More about the evils of protein
Now, my young grasshoppers, check this out. I gleaned it from David Allison's ObesityandEnergetics.org listserv for this week (July 29, 2022). I transmit it to you in the brute form of cut and paste the reference and abstract. Maybe I can do that much with out screwing it up. But then you should read the entire article which I have cast in bronze and put on my mantel. Professor Allison, me and now you are the first to know about it. Soon there will be headlines in the New York Times and etc. that say, "Stop eating so much protein!" and "Excess protein eating is the cause of obesity!" and "New weight loss miracle without starvation!." Have I given you to understand that this is a big deal?
"Dietary Protein Restriction Improves Metabolic Dysfunction in Patients with Metabolic Syndrome in a Randomized, Controlled Trial
by Rafael Ferraz-Bannitz
Nutrients 2022, 14(13), 2670; https://doi.org/10.3390/nu14132670
Abstract
Dietary restriction (DR) reduces adiposity and improves metabolism in patients with one or more symptoms of metabolic syndrome. Nonetheless, it remains elusive whether the benefits of DR in humans are mediated by calorie or nutrient restriction. This study was conducted to determine whether isocaloric dietary protein restriction is sufficient to confer the beneficial effects of dietary restriction in patients with metabolic syndrome. We performed a prospective, randomized controlled dietary intervention under constant nutritional and medical supervision. Twenty-one individuals diagnosed with metabolic syndrome were randomly assigned for caloric restriction (CR; n = 11, diet of 5941 ± 686 KJ per day)* or isocaloric dietary protein restriction (PR; n = 10, diet of 8409 ± 2360 KJ per day)+ and followed for 27 days. Like CR, PR promoted weight loss due to a reduction in adiposity, which was associated with reductions in blood glucose, lipid levels, and blood pressure. More strikingly, both CR and PR improved insulin sensitivity by 62.3% and 93.2%, respectively, after treatment. Fecal microbiome diversity was not affected by the interventions. Adipose tissue bulk RNA-Seq data revealed minor changes elicited by the interventions. After PR, terms related to leukocyte proliferation were enriched among the upregulated genes. Protein restriction is sufficient to confer almost the same clinical outcomes as calorie restriction without the need for a reduction in calorie intake. The isocaloric characteristic of the PR intervention makes this approach a more attractive and less drastic dietary strategy in clinical settings and has more significant potential to be used as adjuvant therapy for people with metabolic syndrome."

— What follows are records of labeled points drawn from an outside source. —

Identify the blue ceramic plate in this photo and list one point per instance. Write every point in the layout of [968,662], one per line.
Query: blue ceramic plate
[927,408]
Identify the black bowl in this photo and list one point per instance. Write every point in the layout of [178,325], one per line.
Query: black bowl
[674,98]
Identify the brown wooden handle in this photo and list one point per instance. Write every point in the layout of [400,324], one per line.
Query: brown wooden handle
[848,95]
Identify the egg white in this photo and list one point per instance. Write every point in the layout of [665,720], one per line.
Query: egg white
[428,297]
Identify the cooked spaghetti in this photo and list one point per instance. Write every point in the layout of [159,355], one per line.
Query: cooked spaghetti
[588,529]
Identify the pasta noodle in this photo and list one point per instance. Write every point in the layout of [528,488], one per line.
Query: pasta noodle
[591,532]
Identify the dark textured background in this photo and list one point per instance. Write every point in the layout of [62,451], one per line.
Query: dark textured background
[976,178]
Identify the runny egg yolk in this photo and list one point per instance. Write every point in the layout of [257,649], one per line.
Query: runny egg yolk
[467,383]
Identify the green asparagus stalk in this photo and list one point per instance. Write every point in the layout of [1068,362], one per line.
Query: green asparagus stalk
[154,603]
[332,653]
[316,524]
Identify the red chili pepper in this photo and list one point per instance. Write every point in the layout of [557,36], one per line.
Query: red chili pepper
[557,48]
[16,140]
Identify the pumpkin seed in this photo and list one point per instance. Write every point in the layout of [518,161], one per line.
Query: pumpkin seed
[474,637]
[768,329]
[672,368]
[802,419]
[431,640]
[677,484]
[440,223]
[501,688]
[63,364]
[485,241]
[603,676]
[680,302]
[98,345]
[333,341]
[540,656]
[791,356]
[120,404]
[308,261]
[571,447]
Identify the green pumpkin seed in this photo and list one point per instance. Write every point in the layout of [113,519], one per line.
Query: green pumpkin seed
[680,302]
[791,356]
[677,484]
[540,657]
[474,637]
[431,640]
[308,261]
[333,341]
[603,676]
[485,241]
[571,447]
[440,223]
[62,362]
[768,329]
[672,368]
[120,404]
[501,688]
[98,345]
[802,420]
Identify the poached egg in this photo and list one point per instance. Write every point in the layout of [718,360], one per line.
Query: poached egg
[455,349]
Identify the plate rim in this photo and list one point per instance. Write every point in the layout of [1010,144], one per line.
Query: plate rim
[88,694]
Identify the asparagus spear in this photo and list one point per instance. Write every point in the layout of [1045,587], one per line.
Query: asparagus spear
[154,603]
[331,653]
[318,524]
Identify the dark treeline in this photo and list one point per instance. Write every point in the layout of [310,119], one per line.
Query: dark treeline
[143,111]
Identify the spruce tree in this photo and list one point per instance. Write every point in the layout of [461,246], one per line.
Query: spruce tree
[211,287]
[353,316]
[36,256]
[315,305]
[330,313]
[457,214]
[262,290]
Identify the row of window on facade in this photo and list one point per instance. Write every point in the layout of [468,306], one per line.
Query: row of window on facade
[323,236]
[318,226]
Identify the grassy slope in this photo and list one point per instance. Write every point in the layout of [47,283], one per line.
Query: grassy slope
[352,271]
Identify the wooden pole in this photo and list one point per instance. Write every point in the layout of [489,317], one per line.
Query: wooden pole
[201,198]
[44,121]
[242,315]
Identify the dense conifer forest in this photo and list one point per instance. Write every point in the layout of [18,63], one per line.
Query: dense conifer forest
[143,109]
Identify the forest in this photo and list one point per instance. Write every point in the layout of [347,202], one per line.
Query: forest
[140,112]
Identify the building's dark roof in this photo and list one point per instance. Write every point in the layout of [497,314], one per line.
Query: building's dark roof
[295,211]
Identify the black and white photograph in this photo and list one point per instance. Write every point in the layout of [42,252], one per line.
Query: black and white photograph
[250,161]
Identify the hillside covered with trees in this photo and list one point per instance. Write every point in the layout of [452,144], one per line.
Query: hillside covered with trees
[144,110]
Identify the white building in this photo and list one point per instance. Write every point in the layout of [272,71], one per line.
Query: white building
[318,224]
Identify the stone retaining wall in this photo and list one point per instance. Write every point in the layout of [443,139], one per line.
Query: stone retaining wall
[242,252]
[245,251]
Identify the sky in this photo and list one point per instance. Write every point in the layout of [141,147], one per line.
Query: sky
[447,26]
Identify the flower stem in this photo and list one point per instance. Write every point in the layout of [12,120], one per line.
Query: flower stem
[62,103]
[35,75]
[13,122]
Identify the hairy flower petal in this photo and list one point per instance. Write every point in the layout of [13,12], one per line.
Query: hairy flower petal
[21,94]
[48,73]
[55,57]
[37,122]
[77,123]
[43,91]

Remember where you heard that first in my recent article conglomeration of June 27 where I posed the iconoclastic opinion that we might be eating too much protein. Stop talking about fats and carbs. Also recheck my "The heartbreak of sarcopenia," June 20, 2022.
* don't worry about the kilojoule (KJ) business. one kilojoule equals .24 Calories. (kilocalories) just math. but do note that the protein restricted customers got to eat more joules/calories.